Toxicology research also greatly benefits from the use of ALI exposure systems. Scientists can investigate cellular reactions and cell-cell interactions following exposure to toxic substances, air pollutants or drugs. Moreover, they can use these systems to better understand how aerosolized or gaseous substances contribute to the development of lung diseases (Upadhyay et al., 2018). The advantage of ALI systems is that they provide a method to challenge your cultured epithelium with any agent of interest. Either air pollutants, toxic substances, viruses, bacteria or drugs can be used to observe the reactions of the cells to these agents. The system is a valid alternative to in vivo experiments or classic in vitro methods.
Further development of ALI-models is aimed at bringing the systems even closer to human physiology, increasing standardization and establishing validated methods. The use of ALI systems for 3D organoid culture could also significantly improve human relevance of the results obtained in in vitro studies and provide important insights into the dynamic processes in our airways. Such powerful tools will allow researchers to obtain more detailed insights in the highly specialized barrier mechanisms of the lung epithelia.

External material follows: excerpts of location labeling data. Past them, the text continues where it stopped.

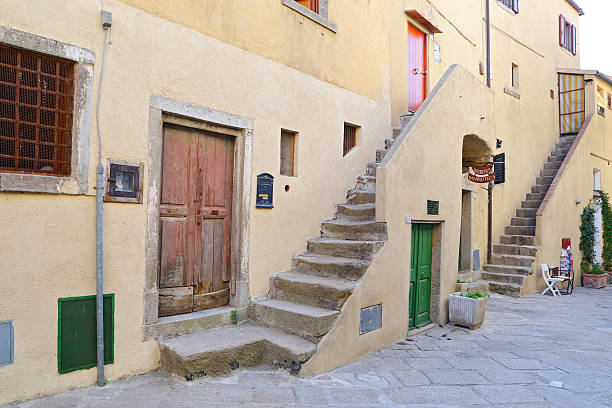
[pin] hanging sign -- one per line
(482, 174)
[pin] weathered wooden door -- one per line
(420, 276)
(417, 67)
(195, 214)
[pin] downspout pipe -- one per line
(99, 231)
(490, 189)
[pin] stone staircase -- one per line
(284, 328)
(512, 258)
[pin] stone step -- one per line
(503, 278)
(539, 188)
(330, 265)
(361, 197)
(380, 155)
(514, 260)
(356, 211)
(218, 351)
(531, 203)
(367, 230)
(519, 230)
(526, 212)
(555, 159)
(371, 169)
(517, 240)
(545, 180)
(366, 183)
(303, 320)
(328, 292)
(344, 248)
(508, 289)
(552, 165)
(508, 269)
(522, 221)
(515, 249)
(548, 172)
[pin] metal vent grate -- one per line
(36, 100)
(432, 207)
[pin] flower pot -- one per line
(594, 281)
(465, 311)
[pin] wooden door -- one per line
(420, 275)
(417, 67)
(195, 215)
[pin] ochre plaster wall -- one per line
(49, 241)
(405, 180)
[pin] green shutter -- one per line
(76, 342)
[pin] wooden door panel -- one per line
(173, 255)
(175, 166)
(417, 67)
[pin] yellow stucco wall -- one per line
(404, 183)
(48, 241)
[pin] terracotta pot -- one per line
(466, 311)
(594, 281)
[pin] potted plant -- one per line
(467, 309)
(593, 276)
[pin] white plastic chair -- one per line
(551, 282)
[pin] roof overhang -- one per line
(576, 7)
(422, 20)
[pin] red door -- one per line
(417, 67)
(195, 213)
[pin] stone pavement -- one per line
(524, 346)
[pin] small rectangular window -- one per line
(36, 102)
(288, 142)
(515, 76)
(511, 4)
(310, 4)
(350, 138)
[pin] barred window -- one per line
(36, 102)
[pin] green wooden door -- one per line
(420, 276)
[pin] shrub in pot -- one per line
(593, 276)
(467, 309)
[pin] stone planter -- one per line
(464, 311)
(594, 281)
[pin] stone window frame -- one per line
(77, 182)
(321, 18)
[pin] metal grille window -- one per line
(36, 101)
(350, 138)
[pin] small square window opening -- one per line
(288, 148)
(350, 138)
(515, 77)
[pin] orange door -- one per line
(195, 215)
(417, 67)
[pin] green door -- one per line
(420, 276)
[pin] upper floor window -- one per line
(310, 4)
(567, 35)
(36, 102)
(511, 4)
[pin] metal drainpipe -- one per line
(99, 218)
(490, 189)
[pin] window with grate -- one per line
(310, 4)
(511, 4)
(36, 101)
(350, 138)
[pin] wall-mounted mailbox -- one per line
(265, 191)
(124, 182)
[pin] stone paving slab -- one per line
(510, 361)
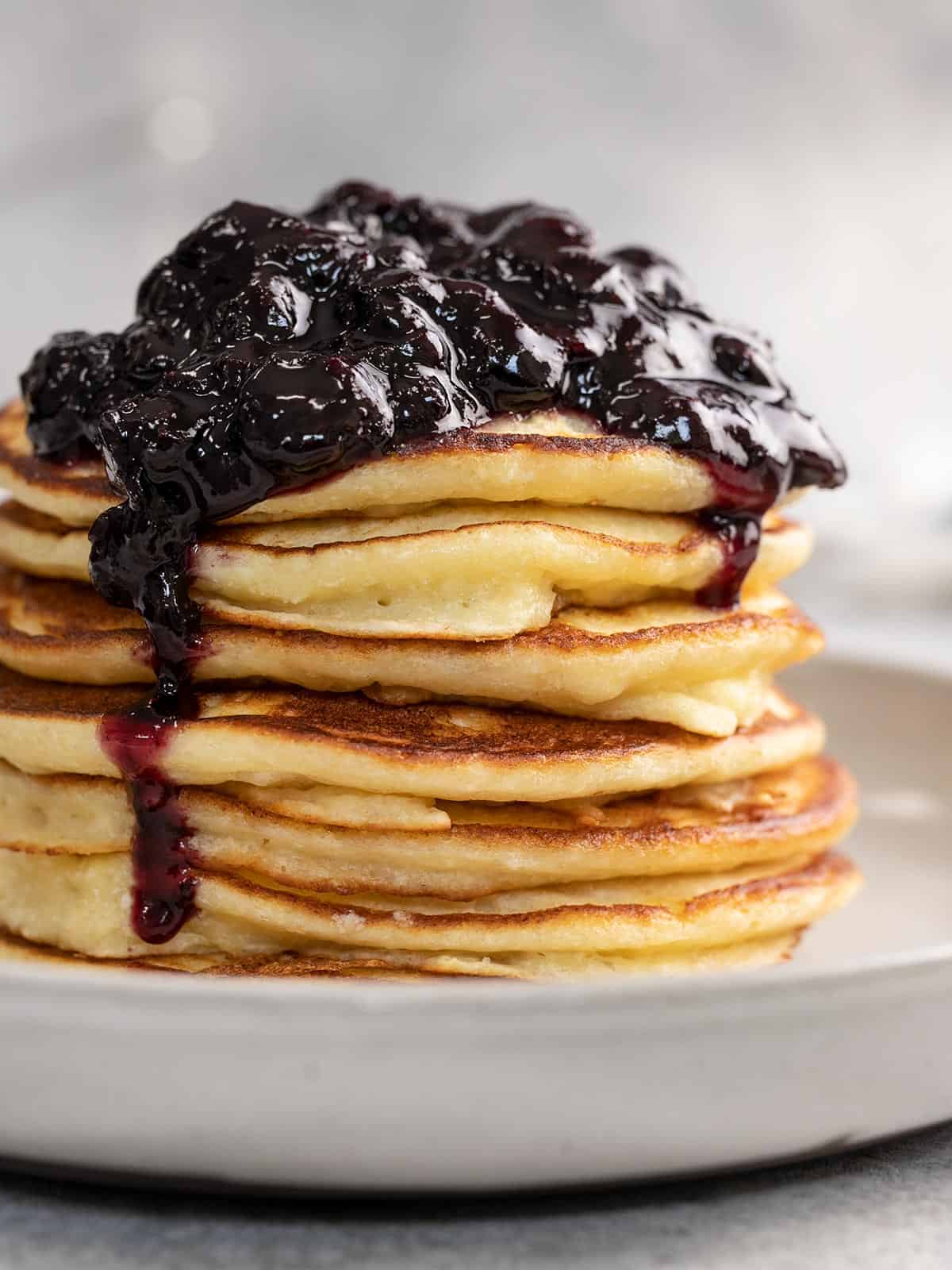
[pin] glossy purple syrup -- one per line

Frequently asked questions about ALI
What are ALI pre-screened cells?
The pre-screening of primary human bronchial epithelial cells for ALI cultures guarantees an optimal barrier function and minimizes lot-to-lot variations. Cells are collected from surgical samples after obtaining the consent of the patients. Patients are aware that their consent to donate cells contributes to the reduction of animal experiments. Screening is then performed by analyzing the transepithelial electrical resistance (TEER) of the cells over a time period of at least 14 days. TEER values of over 500 Ω*cm² are accepted. Moreover, a strict quality control process ensures that the cells meet high quality standards. PromoCell human bronchial epithelial cells are low in passages and have very good proliferation and barrier forming function capacities, with a minimum of 15 population doubling.
What are the advantages of using a standardized ALI culture medium?
Standardized media display less lot-to-lot variations and help to maximize your specific test reproducibility. Moreover, BPE- and serum-free media provide more test-to-test consistency and eliminate possible contaminations. The PromoCell ALI-airway medium is a valuable tool for basic respiratory research, toxicity studies, infectious disease research and drug development. It is easy to use, optimized for 3D cell cultures and allows the formation of tight junctions and, therefore, a long-lasting barrier function.
When do you recommend starting ‘air-lifting’ the cells?
We recommend a seeding density of 150.000 living cells/cm2 on the Transwell inserts in Airway Epithelial Cell Growth Medium. Twenty-four hours after seeding, a medium change has to be performed. At this point you should check the cell layer under a microscope, which should be nearly confluent. After three more days of culture, the cell layer should form a monolayer with nearly 100% confluence. When you are sure that the cell layer is confluent, you can change the medium in the basal chamber and keep the apical chamber empty to airlift the cells and expose them to the air.